Productivité forestière et modèles conceptuels
Il existe plusieurs modèles conceptuels qui mettent en relation la productivité forestière et les facteurs influençant cette dernière. À titre d’exemple, Bonan (1989) a mis en place un schéma conceptuel (Figure 1.1) dans un modèle de simulation de la dynamique de la forêt boréale qui regroupe les facteurs intrinsèques et extrinsèques pouvant influencer la régénération, la croissance et la mortalité des arbres dans les forêts de conifères, de feuillus et mixtes dans plusieurs sous-régions bioclimatiques de la zone boréale nord-américaine. Ces facteurs comprenaient le climat, le rayonnement solaire, l’humidité du sol, la température du sol, la couche organique du sol forestier, la disponibilité des nutriments, les incendies de forêt et les épidémies d’insectes. Également, dans les schémas conceptuels d’Austin et Smith (1990) et Barnes et al. (1997), les facteurs environnementaux (intrinsèques et extrinsèques) ont un effet direct sur les processus physiologiques des arbres et sur leur réponse en regard de la productivité (Figure 1.2).

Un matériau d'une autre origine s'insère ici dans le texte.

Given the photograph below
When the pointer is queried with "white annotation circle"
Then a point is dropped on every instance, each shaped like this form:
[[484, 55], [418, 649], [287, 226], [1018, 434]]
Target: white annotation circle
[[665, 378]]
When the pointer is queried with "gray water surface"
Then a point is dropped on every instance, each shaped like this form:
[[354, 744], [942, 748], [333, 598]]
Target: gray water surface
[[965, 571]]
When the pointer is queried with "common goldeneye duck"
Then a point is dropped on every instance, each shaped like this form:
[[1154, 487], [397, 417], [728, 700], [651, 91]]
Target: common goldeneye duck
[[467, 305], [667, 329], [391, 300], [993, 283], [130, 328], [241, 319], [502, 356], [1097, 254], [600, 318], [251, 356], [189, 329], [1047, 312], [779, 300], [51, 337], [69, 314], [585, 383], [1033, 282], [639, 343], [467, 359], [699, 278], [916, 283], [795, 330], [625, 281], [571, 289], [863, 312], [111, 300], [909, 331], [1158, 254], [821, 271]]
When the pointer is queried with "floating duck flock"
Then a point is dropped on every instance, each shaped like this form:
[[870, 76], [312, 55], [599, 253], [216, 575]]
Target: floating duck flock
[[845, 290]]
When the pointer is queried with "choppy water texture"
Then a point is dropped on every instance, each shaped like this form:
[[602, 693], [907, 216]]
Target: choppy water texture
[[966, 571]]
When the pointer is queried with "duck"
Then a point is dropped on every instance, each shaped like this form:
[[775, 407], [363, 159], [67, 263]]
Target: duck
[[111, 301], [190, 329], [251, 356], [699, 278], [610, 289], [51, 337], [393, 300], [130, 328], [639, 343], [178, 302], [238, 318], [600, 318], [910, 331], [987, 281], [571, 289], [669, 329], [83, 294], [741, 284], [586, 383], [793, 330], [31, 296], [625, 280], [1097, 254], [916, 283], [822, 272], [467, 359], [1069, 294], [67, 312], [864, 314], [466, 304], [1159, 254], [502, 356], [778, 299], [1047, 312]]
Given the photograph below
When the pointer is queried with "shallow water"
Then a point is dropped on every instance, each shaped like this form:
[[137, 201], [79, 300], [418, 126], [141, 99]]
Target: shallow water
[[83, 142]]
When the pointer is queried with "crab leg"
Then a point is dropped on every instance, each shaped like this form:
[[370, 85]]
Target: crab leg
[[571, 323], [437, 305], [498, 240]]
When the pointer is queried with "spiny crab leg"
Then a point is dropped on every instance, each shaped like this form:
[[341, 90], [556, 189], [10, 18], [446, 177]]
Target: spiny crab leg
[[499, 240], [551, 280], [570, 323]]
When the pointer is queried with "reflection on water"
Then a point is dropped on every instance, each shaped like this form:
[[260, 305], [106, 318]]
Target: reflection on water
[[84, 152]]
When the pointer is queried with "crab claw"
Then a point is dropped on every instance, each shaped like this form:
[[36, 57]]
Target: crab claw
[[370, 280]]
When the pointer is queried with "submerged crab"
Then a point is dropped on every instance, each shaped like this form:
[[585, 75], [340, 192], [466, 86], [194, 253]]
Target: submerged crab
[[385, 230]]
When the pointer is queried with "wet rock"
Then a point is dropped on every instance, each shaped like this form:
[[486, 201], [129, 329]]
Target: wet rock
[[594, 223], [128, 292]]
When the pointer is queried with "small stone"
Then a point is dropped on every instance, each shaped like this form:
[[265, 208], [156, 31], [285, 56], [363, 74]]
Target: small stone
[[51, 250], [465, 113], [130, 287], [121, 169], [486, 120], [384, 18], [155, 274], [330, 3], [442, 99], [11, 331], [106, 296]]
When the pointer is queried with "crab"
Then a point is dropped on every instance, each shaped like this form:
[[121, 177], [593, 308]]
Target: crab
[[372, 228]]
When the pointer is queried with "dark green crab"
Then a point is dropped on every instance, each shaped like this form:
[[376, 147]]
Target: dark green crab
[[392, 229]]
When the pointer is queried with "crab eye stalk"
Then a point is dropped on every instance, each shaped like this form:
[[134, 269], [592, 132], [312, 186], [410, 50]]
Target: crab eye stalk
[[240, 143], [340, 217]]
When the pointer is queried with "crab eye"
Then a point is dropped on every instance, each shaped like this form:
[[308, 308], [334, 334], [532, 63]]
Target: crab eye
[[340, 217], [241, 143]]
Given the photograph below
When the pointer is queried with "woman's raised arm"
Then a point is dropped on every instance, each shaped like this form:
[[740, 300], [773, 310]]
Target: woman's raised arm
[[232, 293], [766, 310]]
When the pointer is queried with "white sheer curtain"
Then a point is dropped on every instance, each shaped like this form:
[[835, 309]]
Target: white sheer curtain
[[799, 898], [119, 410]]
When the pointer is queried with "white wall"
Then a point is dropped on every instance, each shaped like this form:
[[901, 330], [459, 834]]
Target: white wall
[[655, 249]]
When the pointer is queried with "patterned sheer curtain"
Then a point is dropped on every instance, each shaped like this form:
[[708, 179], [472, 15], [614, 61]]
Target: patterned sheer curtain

Dans la forêt boréale aménagée, il existe d’autres facteurs, dits « facteurs d’aménagement » qui peuvent interagir avec d’autres facteurs intrinsèques (p. ex. sol forestier) et influencer significativement la productivité forestière à l’échelle du site. Ces facteurs sont la fertilisation, la sélection génétique des essences, le contrôle de la végétation concurrente, le contrôle de la densité de reboisement, la taille et l’état des plants (Figure 1.3) (Richardson et al., 1999). À titre d’exemple, en forêt boréale russe, on a fixé une certaine densité de plants de pins pour maintenir une productivité optimale dans les zones à régénérer. Le nombre recommandé de plants est de 3 000 à 4 000 par hectare (Karvinen et al., 2011). Par ailleurs, en Alaska, les plus faibles taux de survie de l’épinette blanche (25% à 40%, faible productivité) étaient liés à la présence de végétation concurrente, telle que la calamagrostide du Canada (Calamagrostis canadensis (Michx.) Beauv.) et l’épilobe à feuilles étroites (Chamaenerion angustifolium (L.) Scopoli subsp. angustifolium) (Graham et Wurtz, 2003). Des études réalisées dans des sites reboisés en forêt boréale canadienne ont montré que les plants de taille importante avaient des taux de survie et de croissance plus élevés que les petites plantules et étaient susceptibles de maximiser la productivité forestière du futur peuplement (Hamel et al., 2004; Sutherland et Day, 1988; Thomson et McMinn, 1989). Généralement, les caractéristiques du sol (fertilité, texture, structure, humidité) sont parmi les facteurs les plus influents, car elles peuvent influencer significativement la productivité forestière du site. Donc, toute pratique d’aménagement pouvant détériorer le continuum sol-plante aura des conséquences néfastes (p. ex. érosion, lessivage des nutriments, compactage du sol, envahissement du site par la végétation concurrente) sur la productivité future du site (Austin et Smith, 1990; Bonan, 1989; Richardson et al., 1999).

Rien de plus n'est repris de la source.